The French, and their allies the Tamoio Indians, were only finally expelled in 1567. Little by little the city took shape, expanding along the coast of the bay and around lakes and mangrove swamps. The arrival of important Portuguese families was accompanied by that of religious orders –the Carmelites, Benedictines and Franciscans- who erected grandiose buildings, many of which still survive to the present day. The Santa Casa de Misericórdia, constructed in neoclassical style in Rua Santa Luzia, was the city’s first hospital.

It was built under the direction of Father José de Anchieta in 1582, when Rio had less than 5,000 inhabitants. One of Rio’s oldest churches, the Igreja de Nossa Senhora do Monte do Carmo/Antiga Sé, was founded in 1590 when the Carmelites arrived in the city. It began with the donation of a small chapel, dedicated to Our Lady of O (aka Our Lady of the Expectation). During the 17th and 18th Centuries the friars built a large convent beside the chapel.

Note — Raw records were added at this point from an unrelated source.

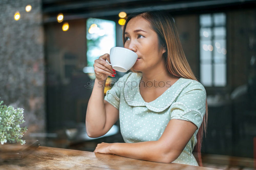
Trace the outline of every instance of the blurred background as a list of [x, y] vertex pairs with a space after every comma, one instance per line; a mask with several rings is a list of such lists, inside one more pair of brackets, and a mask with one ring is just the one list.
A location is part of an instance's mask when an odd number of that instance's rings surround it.
[[[92, 88], [85, 86], [94, 83], [94, 60], [123, 47], [126, 15], [157, 8], [173, 17], [206, 90], [203, 166], [256, 168], [255, 1], [0, 0], [0, 100], [24, 109], [23, 139], [91, 152], [124, 142], [119, 119], [104, 136], [87, 135]], [[127, 72], [108, 77], [105, 94]]]

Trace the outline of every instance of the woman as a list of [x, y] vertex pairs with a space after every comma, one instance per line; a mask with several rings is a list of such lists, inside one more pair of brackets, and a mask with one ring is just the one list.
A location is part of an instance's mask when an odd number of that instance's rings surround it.
[[164, 10], [134, 13], [125, 19], [124, 47], [139, 59], [104, 100], [106, 79], [116, 73], [105, 61], [110, 62], [109, 54], [95, 60], [98, 85], [89, 99], [86, 126], [88, 135], [98, 137], [119, 118], [126, 143], [102, 142], [94, 152], [198, 166], [192, 154], [195, 148], [202, 166], [206, 93], [188, 63], [173, 19]]

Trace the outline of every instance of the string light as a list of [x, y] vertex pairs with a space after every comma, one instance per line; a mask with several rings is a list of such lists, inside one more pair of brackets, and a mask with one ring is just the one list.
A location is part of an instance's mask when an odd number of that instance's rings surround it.
[[123, 25], [125, 24], [126, 21], [123, 18], [120, 18], [118, 20], [118, 24], [119, 25]]
[[68, 23], [66, 22], [64, 22], [62, 26], [62, 30], [63, 31], [66, 31], [68, 30], [69, 27], [69, 26], [68, 25]]
[[14, 14], [14, 19], [16, 20], [19, 19], [19, 18], [20, 17], [20, 15], [19, 14], [19, 12], [18, 11], [16, 11]]
[[57, 17], [57, 20], [58, 22], [61, 22], [63, 21], [64, 19], [64, 16], [62, 13], [60, 13], [58, 14], [58, 16]]
[[126, 13], [124, 12], [121, 12], [118, 14], [119, 17], [121, 18], [123, 18], [126, 16]]
[[26, 11], [28, 12], [31, 10], [32, 9], [32, 7], [30, 5], [28, 5], [26, 6]]

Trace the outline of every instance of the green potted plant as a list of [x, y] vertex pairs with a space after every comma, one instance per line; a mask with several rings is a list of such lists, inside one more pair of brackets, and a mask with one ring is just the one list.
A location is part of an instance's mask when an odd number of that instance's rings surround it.
[[11, 106], [2, 105], [0, 101], [0, 142], [19, 143], [23, 145], [25, 140], [21, 138], [27, 130], [27, 127], [21, 127], [20, 124], [25, 122], [23, 113], [24, 109], [18, 108], [15, 109]]

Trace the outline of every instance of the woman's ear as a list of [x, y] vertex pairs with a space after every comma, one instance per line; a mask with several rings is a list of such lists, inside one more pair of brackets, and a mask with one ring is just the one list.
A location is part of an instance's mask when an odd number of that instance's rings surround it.
[[164, 53], [166, 52], [166, 50], [165, 46], [164, 45], [163, 46], [163, 50], [162, 51], [162, 54], [163, 54]]

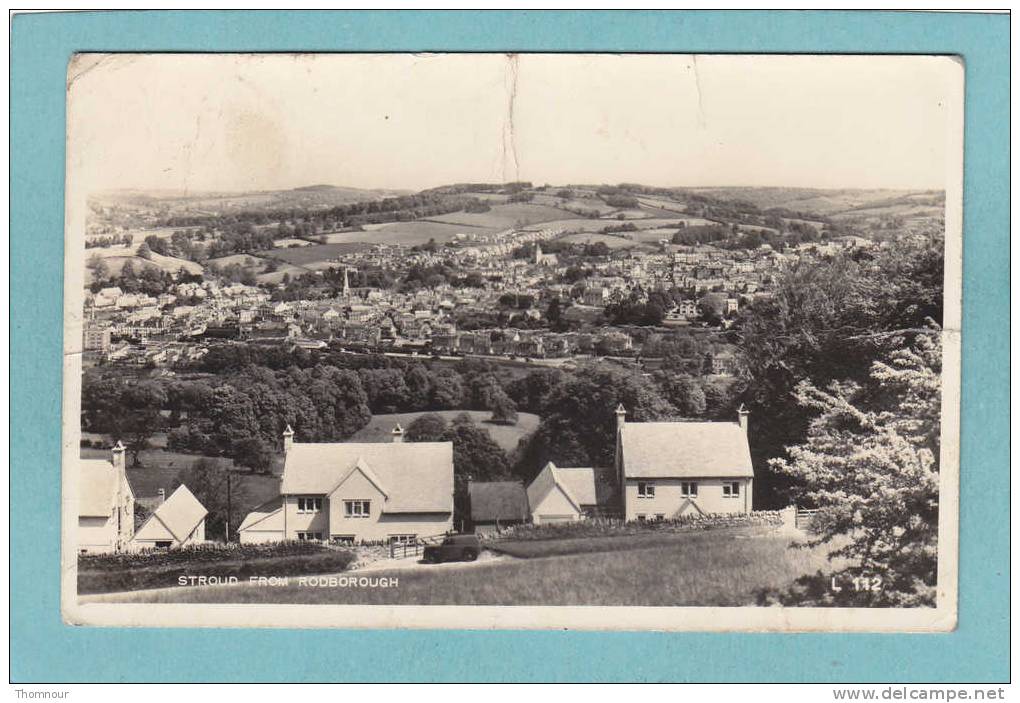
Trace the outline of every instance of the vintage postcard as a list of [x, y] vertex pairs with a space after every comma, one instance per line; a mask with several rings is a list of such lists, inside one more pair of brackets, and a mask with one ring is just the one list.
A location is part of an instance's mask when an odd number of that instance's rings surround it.
[[956, 626], [950, 56], [79, 54], [64, 620]]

It was used to accommodate members of the Royal Family in 1808. The church became the Royal Chapel and Cathedral. It saw the consecration of Dom João VI; the wedding of Dom Pedro I, future Emperor of Brazil; and many other important Imperial occasions. Amongst the religious buildings of The early 17th Century, the Monastery of São Bento is still standing. Designed in 1617 by the engineer Francisco de Frias Mesquita, it’s located in the city centre. Its interior is marked by the most expressive of baroque works. The Santo Antônio Convent and Church, erected from 1608, has seen a few alterations over the years but still maintains its sumptuous style.

When it was built, the church was a stimulus for the wider development of the surrounding area, including the construction of homes and the laying out of important streets such as Rua da Vala. Since then the city has lived through several phases of development and experienced changing roles, but it’s always played an important part in the history of the country. The progress of the city accelerated in the 18th Century, with the discovery of gold deposits in a region bordering Rio. The resulting economic boom led to the construction of important public works such as the Carioca Aqueduct -better known as the Lapa Arches (Arcos da Lapa)- which was built to carry drinking water to the urban centre.

During this period mangrove swamps and lagoons became reclaimed land, enabling the creation of new urban spaces such as the Santo Antônio Field, now known as Largo da Carioca in Centro. Rio grew as a point of reference for Brazil, and in 1763 the Marquis de Pombal transferred the colonial capital to Rio.

The arrival of the Royal Family in 1808, fleeing the Napoleonic invasion of Portugal, increased still further the importance of the city. It moved in sequence from being the headquarters of the Viceroy, to being the capital of the United Kingdom of Portugal, Brazil and the Algarve, and finally capital of the Empire of Brazil – the latter from 1822, the year of Brazil’s independence. In 1889, with the Proclamation of the Republic, Rio became the capital of the Brazilian federation – a role it kept until 1960 and the inauguration of Brasília.

Rio de Janeiro has been the stage for many of the major events that have shaped Brazil: facts that have marked out the times and left -as part of the country’s history- milestones, cultural heritage, monuments and buildings that are still standing.